Mr. Denton said the bias occurs through a “trust and safety layer pre-programmed into the model that filters acceptable outputs and limits what gets sent back to the user” when the tool is used to help generate media.
“In this scenario, Microsoft is viewed as an unbiased entity, but in reality, they are essentially going to be able to use this tool to assert editorial review and discretion,” said Mr. Denton, adding that the level of potential bias can be circumvented by the time and attentiveness individual media organizations put into the editing process.
“At the end of the day, there are going to be publications that are concerned about trust and safety and bias and ones that embrace the filter, and who would be most comfortable with that trust and safety layer automating away that editorial role,” said Mr. Denton.
Among the concerns is that those who create the “trust and safety” editing layers have an agenda that drives how the AI products are developed.
Mr. Gates, an investor in Upside Foods, one of the two synthetic meat producers approved by the U.S. Department of Agriculture, has voiced his concern that wealthy countries must stop eating red meat to save the world from upcoming catastrophic climate events caused by greenhouse gases.
“All rich countries should move to 100% synthetic beef. You can get used to the taste difference, and the claim is they’re going to make it taste even better over time,” Mr. Gates told the interviewer.
“Eventually, that green premium is modest enough that you can sort of change the people or use regulation to totally shift demand. So for meat in the middle-income-and-above countries, I do think it’s possible,” he said.
Further, Mr. Gates has promoted the controversial COVID-19 vaccine. At the same time, an organization he funds, the Coalition for Epidemic Preparedness Innovations (CEPI), has become a partner in helping to develop a thermostable mRNA vaccine film delivered under the tongue instead of into the arm. The Gates-funded group has announced it will initially provide up to $1.2 million to help develop a “3D structure of mRNA-containing lipid nanoparticle (LNP) vaccine materials,” according to the company.
While the outspoken beliefs held by Mr. Gates don’t necessarily mean his product will be imbued with the same messaging, it raises questions over a potential lack of objectivity, according to Mr.
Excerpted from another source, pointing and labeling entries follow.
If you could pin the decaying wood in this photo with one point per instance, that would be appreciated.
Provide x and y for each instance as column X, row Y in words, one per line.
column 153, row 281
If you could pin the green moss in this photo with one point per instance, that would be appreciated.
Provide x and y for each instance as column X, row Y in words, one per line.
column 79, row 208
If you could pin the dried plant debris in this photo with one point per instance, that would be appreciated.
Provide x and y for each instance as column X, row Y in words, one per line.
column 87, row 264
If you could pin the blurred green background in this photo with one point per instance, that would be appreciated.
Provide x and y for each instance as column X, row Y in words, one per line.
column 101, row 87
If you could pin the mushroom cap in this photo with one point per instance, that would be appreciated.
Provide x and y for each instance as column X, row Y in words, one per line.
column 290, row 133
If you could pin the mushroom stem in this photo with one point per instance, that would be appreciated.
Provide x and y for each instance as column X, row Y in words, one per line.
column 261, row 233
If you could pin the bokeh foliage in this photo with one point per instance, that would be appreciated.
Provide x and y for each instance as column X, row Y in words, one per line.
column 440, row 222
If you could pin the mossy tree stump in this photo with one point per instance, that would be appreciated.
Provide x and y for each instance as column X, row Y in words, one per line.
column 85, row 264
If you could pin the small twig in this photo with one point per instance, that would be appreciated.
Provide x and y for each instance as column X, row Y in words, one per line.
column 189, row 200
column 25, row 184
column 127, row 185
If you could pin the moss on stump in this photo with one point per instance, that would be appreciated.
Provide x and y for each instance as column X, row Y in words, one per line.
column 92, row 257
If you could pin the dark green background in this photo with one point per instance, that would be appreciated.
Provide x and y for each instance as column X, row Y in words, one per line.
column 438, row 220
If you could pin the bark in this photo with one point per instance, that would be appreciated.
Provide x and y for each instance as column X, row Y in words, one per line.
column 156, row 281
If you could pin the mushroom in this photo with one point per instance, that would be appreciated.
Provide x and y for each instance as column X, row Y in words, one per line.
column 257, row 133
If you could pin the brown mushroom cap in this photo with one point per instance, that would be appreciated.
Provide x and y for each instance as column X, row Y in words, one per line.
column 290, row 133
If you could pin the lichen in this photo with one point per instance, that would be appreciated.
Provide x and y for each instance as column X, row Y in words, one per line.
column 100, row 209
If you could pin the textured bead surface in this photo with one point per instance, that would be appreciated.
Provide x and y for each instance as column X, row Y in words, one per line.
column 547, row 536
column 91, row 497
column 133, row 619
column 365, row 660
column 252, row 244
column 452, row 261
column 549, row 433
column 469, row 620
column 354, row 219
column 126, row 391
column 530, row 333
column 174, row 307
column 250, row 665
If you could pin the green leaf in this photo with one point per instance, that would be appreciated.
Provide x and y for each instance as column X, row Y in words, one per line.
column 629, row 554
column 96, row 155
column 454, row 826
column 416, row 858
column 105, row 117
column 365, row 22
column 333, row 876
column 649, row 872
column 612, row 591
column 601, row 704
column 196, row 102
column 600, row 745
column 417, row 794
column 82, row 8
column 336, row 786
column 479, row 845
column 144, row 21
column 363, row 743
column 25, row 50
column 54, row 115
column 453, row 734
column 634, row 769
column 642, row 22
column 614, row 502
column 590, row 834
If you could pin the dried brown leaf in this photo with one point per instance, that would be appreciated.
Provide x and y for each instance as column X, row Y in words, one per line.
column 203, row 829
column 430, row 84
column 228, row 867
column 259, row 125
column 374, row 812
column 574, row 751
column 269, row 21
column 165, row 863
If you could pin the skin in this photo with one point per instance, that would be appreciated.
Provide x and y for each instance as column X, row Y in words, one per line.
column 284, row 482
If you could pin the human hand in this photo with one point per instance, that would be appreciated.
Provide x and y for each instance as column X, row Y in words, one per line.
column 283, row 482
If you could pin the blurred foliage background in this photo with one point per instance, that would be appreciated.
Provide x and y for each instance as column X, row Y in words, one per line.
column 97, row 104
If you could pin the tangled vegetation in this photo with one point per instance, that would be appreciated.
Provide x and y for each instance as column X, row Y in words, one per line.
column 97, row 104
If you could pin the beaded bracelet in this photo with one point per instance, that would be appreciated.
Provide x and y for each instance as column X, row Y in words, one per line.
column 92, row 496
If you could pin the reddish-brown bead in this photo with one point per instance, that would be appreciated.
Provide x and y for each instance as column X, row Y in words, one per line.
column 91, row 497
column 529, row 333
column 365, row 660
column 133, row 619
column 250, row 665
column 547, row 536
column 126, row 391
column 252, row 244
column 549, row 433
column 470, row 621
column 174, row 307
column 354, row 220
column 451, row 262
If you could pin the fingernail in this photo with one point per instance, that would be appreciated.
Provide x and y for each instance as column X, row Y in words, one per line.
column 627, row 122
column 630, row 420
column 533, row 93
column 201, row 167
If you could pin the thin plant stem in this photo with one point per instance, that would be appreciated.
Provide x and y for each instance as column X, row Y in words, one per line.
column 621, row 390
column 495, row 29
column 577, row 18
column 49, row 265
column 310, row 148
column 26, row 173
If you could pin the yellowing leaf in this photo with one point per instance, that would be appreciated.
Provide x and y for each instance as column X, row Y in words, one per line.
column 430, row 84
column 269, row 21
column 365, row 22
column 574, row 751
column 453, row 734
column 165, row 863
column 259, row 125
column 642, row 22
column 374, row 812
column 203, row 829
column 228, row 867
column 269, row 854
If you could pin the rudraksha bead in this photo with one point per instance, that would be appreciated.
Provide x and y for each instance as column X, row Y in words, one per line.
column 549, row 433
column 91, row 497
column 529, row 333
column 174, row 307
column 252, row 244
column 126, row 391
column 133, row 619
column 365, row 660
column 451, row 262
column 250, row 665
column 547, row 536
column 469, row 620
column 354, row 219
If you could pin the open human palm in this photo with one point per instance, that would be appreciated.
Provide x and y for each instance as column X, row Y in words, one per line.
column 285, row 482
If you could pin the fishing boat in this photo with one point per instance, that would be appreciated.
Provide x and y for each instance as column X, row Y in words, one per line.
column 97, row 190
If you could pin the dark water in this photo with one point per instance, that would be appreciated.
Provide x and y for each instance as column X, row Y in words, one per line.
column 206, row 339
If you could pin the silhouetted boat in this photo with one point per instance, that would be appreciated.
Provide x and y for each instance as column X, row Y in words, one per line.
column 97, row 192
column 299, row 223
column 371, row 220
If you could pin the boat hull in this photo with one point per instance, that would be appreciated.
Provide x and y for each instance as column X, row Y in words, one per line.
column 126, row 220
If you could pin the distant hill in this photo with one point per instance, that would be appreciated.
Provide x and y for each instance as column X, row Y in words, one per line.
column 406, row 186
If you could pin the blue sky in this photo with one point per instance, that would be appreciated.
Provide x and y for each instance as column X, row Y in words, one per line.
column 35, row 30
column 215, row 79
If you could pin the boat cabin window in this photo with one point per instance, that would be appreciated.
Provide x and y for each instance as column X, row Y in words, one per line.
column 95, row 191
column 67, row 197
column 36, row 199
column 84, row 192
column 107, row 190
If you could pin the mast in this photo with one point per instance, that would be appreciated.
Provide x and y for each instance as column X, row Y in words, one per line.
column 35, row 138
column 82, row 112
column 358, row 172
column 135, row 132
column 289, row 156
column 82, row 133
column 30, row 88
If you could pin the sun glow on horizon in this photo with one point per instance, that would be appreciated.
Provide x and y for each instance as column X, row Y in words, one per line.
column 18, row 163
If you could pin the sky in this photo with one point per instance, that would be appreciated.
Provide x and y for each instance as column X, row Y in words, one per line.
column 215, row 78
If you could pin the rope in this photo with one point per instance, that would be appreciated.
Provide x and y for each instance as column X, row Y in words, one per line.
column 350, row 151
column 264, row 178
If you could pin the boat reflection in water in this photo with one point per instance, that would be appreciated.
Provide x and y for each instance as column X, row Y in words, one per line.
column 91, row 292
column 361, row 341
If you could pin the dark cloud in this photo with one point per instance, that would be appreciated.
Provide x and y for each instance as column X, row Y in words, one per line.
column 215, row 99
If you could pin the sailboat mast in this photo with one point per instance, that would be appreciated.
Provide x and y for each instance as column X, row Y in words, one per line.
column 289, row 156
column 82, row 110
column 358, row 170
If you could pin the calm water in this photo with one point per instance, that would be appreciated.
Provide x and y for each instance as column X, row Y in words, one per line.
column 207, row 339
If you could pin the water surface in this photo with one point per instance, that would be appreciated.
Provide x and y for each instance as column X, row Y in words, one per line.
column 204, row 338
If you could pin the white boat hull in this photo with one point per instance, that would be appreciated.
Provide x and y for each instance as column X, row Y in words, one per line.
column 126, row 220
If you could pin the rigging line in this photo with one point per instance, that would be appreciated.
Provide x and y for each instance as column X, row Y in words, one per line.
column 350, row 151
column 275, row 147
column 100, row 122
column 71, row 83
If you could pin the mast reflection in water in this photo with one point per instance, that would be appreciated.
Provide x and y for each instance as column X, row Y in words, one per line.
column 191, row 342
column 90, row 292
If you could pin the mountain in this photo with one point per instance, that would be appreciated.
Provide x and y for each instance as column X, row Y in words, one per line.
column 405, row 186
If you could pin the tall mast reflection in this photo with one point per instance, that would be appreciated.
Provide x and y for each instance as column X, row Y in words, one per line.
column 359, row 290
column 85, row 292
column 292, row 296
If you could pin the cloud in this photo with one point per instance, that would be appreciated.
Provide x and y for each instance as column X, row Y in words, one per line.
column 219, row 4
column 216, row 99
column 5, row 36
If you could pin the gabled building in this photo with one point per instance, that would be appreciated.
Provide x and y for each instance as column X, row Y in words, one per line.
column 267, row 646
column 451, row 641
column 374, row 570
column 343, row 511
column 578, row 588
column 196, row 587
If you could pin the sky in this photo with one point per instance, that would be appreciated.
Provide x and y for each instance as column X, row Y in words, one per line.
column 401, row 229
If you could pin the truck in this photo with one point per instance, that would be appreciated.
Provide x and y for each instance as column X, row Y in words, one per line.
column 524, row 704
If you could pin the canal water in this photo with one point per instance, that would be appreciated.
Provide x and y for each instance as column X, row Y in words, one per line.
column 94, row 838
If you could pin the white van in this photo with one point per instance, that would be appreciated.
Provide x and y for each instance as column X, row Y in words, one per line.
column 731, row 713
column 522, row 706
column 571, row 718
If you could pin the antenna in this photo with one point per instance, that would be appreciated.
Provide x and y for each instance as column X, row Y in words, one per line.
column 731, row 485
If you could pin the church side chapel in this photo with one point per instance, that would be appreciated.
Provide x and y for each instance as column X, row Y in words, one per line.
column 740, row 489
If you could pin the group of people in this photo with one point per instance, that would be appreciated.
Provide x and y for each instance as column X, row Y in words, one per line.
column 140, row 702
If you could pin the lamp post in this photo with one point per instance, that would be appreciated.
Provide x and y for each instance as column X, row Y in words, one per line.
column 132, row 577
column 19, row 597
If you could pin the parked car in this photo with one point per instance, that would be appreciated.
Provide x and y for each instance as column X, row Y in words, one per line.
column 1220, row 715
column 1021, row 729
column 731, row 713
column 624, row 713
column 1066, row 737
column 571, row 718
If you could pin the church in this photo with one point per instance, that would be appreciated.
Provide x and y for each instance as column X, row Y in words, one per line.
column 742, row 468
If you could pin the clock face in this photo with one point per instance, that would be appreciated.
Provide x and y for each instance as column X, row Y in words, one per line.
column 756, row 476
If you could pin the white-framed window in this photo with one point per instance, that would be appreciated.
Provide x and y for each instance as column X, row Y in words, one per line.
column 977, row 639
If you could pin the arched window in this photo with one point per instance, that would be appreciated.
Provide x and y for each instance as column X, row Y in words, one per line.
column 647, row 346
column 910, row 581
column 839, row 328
Denton.
Concerns over media manipulation in the electoral process have increased after revelations that several major news organizations selectively curated information ahead of the 2020 presidential election that could have impacted the results, including the origins of Hunter Biden’s laptop, originally reported as “Russian disinformation.”
While AI may be sold to media organizations as an unbiased way to increase revenue through raising productivity in the newsroom, the beliefs of its creators will probably be “baked into” the program, according to Mr. Denton.
“None of us trust any of these organizations. We’ve seen them burn a lot of that down over the past few years. How are we supposed to now trust them with these AI tools and expect a different result this time?”